Everyone, and Christians too, seem to have forgotten that true, lasting peace is never a self-willed reality. Transcendent peace, life-changing peace is entirely a passive blessing of the gospel of God (Phil. 4:7). New Age psychiatric philosophies would have you believe that “wellness,” de-stressing, and “peace of mind” are brought on through meditation, self-awareness, and the like. But the peace of the gospel can never be summoned by such means. It is not brought on by self-will but by the gracious interruption and invasion of the Spirit of God. And it is this selfsame Spirit that informs us of the settlement already made on your behalf. “Everything is from God, who has reconciled us to himself through Christ and has given us the ministry of reconciliation. That is, in Christ, God was reconciling the world to himself, not counting their trespasses against them, and he has committed the message of reconciliation to us” (2 Cor. 5:18–19).
Life’s blessings aren’t procured by your busyness but by Another’s blood. The violence of the cross is the only way to get the peace of heaven. Yes, there are scores to settle, but they’ve been settled for you. All debts have been collected already. All standards have been exceeded. The ledgers are closed. The enmity’s been appeased. The wrath’s been shouldered. The propitiation has been won (1 John 2:2; 4:10). Nothing now remains for you to accomplish. The gospel declares the benefits of achievement are already yours in Christ. You’re just freed to enjoy them for as long as you live.
The gospel of reconciliation frees us to rest from our stressful and anxious scorekeeping and relax in God’s assurance and acceptance of us through the substitution of his Son. It’s the end of religious tick marks and spiritual badge collecting and the beginning of joyful recreation and reformation in the playground of grace. The good news of the gospel isn’t a conclusion you’re left to come to or empowered to conjure up on your own. It is ever and always something that the Spirit does and reminds us of. It is a truth that you’re told. News that’s announced to you. A gift you’re given. A gift wholly of grace (2 Cor. 5:20–21). The more we believe the lie that our busyness is what accomplishes this, the more stressed we’ll become. The more we forget who we are in Christ, the less we’ll truly live.

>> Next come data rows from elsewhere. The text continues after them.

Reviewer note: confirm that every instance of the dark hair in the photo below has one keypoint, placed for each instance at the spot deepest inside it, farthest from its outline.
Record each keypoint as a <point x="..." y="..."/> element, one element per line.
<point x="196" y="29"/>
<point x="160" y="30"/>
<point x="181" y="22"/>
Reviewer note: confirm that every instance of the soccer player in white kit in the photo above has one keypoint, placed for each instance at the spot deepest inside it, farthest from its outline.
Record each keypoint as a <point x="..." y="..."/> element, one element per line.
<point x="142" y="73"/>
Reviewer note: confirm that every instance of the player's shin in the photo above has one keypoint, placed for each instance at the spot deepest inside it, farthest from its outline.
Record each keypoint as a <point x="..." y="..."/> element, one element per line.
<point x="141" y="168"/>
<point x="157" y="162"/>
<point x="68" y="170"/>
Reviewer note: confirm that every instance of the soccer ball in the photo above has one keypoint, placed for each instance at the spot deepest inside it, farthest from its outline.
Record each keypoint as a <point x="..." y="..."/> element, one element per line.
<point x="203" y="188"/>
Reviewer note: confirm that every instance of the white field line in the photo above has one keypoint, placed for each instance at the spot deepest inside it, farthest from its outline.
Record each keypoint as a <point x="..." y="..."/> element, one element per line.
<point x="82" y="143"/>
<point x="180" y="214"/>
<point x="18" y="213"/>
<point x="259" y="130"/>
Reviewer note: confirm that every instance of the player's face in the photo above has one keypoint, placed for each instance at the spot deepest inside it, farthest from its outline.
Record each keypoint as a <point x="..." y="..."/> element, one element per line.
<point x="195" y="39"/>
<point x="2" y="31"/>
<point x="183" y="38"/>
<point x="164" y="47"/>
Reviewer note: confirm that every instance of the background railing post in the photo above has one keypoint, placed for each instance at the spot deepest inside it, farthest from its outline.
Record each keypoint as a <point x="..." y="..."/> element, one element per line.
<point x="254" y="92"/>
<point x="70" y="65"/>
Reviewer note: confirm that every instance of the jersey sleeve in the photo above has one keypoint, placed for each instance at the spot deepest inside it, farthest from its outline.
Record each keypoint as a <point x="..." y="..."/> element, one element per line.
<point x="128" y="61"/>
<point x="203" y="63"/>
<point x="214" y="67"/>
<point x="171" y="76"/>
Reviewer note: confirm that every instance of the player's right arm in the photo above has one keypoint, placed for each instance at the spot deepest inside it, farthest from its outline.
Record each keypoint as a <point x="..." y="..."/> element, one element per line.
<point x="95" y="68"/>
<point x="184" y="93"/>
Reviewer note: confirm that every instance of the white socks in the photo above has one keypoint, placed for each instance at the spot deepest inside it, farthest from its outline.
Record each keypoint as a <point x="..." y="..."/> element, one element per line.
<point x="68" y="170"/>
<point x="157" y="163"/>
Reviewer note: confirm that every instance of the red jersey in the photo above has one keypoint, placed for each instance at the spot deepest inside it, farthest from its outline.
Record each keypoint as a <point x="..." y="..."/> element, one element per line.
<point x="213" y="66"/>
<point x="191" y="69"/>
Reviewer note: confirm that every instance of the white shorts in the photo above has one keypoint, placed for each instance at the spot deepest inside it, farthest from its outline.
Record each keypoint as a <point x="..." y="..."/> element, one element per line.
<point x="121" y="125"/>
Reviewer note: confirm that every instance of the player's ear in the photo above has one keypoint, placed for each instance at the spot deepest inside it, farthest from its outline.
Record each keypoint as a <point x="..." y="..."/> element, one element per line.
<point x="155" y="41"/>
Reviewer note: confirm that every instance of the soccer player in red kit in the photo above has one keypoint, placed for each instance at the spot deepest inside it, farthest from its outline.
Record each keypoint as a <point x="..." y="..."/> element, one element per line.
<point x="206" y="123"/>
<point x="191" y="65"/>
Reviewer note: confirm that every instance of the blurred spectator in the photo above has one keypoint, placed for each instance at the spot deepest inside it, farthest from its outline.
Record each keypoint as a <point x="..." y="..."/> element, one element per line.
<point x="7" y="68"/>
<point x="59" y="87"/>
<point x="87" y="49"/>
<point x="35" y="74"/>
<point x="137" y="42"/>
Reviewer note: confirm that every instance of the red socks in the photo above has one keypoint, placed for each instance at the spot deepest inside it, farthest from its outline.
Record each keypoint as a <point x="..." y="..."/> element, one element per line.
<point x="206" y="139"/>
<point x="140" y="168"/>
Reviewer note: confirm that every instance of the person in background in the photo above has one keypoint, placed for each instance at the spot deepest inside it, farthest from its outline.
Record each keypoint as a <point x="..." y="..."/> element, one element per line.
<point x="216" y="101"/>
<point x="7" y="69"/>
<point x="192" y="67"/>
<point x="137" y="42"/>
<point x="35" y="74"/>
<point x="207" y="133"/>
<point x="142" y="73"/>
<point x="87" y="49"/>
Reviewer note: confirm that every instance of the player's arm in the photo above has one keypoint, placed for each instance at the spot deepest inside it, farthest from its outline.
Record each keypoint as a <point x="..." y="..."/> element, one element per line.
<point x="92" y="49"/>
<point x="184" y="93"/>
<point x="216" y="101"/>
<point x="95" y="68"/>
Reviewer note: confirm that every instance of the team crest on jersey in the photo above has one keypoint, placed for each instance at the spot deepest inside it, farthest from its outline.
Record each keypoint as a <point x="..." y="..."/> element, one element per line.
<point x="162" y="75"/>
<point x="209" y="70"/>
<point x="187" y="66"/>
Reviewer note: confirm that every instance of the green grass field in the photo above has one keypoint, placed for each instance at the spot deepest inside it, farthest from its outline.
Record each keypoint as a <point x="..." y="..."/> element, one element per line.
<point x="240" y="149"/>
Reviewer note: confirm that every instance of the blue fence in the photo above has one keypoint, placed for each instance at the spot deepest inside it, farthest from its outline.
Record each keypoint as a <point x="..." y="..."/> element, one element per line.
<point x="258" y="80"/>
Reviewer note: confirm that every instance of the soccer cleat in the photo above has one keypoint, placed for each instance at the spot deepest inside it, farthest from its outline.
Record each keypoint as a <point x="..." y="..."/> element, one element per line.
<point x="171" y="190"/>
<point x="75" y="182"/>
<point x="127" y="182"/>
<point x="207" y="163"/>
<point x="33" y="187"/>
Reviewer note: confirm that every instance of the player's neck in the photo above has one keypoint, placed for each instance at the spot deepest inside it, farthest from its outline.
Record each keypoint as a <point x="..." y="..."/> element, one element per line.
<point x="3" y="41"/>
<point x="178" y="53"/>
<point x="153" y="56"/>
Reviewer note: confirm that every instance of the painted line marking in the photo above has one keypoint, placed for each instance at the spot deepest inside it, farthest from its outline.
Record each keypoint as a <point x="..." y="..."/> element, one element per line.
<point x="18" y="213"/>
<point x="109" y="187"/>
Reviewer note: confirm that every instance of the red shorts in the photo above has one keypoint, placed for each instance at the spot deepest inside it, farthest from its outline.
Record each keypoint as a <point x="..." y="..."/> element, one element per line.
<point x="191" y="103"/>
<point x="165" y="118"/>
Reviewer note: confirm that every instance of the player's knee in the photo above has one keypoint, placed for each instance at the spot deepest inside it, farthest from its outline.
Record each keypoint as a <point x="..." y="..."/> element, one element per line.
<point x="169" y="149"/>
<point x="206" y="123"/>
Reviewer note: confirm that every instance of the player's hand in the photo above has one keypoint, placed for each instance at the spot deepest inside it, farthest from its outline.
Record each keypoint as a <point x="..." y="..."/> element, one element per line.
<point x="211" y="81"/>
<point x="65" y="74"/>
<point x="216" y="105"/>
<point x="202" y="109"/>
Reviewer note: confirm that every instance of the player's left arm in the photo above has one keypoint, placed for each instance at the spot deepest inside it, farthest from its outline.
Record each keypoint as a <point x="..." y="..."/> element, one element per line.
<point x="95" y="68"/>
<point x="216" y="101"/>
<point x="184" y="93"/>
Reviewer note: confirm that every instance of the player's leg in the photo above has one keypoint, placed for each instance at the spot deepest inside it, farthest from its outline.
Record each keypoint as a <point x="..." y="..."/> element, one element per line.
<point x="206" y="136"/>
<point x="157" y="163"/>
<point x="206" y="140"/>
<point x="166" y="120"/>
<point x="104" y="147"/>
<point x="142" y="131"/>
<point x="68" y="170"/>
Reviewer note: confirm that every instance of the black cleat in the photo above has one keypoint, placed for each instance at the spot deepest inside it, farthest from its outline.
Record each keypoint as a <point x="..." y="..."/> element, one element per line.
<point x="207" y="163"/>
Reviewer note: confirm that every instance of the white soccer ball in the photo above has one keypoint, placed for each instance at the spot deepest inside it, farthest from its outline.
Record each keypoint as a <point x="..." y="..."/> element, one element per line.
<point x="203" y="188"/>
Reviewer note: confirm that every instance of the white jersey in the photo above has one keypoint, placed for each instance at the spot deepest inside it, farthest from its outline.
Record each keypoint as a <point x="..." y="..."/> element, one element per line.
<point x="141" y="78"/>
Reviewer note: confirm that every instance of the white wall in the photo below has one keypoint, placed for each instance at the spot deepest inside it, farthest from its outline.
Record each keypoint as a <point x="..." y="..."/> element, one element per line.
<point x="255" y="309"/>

The peace and poise of the gospel come from knowing who you are in Christ and being assured of that in a world that tells you to boast about how much you’re doing.
In the end, the gospel of God’s grace rescues us from our “always-on,” “always-refreshing,” forever preoccupied busyness into the playground of assurance and absolution totum gratis, free of charge. Christ’s “Done!” relieves me from my bustle and frees me to live in the moment. I don’t have to stress about an ever-increasing to-do list because “it is finished.” And even if I do, Jesus died for that too. Jesus did all for me. In the midst of all my schedules and stresses, the gospel is there to remind me that my Father has seen it, he knows of it, and has scribbled a cross over it all. The atonement is sturdy enough for all my anxiety. I can live in the moment because Christ has redeemed my past and rewritten my future.